Elle poursuit : «Ce sont en général des thèmes, des interrogations que les architectes n’affrontent pas. Là, ils nourrissent de nouvelles visions pour l’avenir», observe Lesley Lokko. «Notre relation avec l’environnement est d’ordre culturel, pas seulement scientifique ou commercial avec le but de coloniser ou d’exploiter quelque chose», conclut-elle. «C’est le travail de tout architecte d’étudier le passé pour projeter une idée du futur.»
Biennale d’architecture de Venise 2023
Jusqu’au 26 novembre.
www.labiennale.org
Le Luxembourg, les pieds sur terre et la tête dans l’espace
Inauguré en présence de la Grande-Duchesse et de quelque 200 invités triés sur le volet, le pavillon luxembourgeois va dans le sens de la commissaire de la Biennale, Lesley Lokko, ravie que de «nouveaux territoires et nouvelles géographies» émergent de ce rendez-vous. Une 18e édition, en équilibre donc entre décolonisation et décarbonation, dans laquelle s’engouffrent Francelle Cane et Marija Maric, les deux curatrices porteuses du projet «Down to Earth», qui s’inscrit dans le champ des questionnements actuels sur l’enjeu des ressources et de leur exploitation.
Ainsi, la ministre de la Culture, Sam Tanson, s’est réjouie de cette «réflexion sur l’impact laissé par l’homme sur les territoires qu’il entend s’approprier, qu’ils soient terrestres ou spatiaux». Partant de la situation au Luxembourg et de sa place au cœur du développement du «space mining» (l’exploration des ressources minières de la Lune), le pavillon «offre une expérience immersive et une perspective critique» sur cette pratique, confient les deux curatrices.

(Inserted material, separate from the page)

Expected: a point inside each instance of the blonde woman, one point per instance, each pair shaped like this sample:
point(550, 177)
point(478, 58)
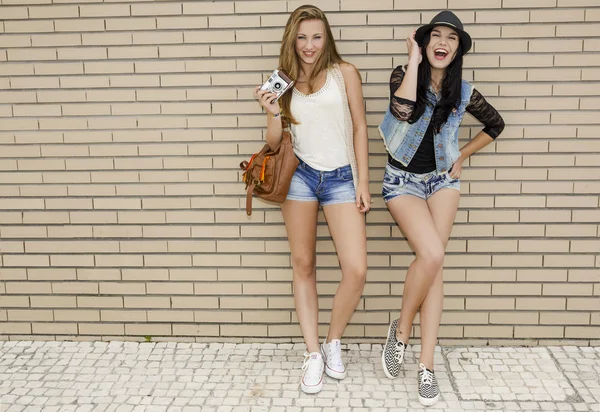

Il se montre aussi fidèle à la thématique de la Biennale («Laboratory of the Future»), transformé en un véritable laboratoire lunaire, au sein d’une Sale d’Armi plongée dans l’obscurité.
Un sol désertique et des rochers apparents attirent l’attention sur l’existence peu connue de ces maquettes utilisées par de nombreuses institutions privées afin de tester différentes technologies d’extraction (notamment la reconnaissance d’obstacles par les robots). Cette délocalisation de l’exploitation des ressources d’une planète Terre épuisée vers ses coulisses «invisibles» appelle à une réflexion sur l’impact que pourrait avoir un tel changement sur notre manière d’appréhender les notions de territoire et de biens communs.
De quelle manière cette nouvelle course à l’espace, drapée dans les promesses utopiques d’une disponibilité infinie de ressources, émerge-t-elle de la logique du capitalisme et de ses effets environnementaux et sociaux destructeurs?
Comment la privatisation en cours de l’espace, qui voit les entreprises devenir les principaux acteurs de l’exploitation des ressources spatiales, affectera-t-elle le statut actuel des corps extraterrestres considérés comme «biens communs planétaires»?
Voilà certaines questions que soulève «Down to Earth», projet qui, appuyé par différents documents scientifiques et une vidéo, propose un autre regard sur la Lune afin de dépasser la perspective anthropocène actuelle.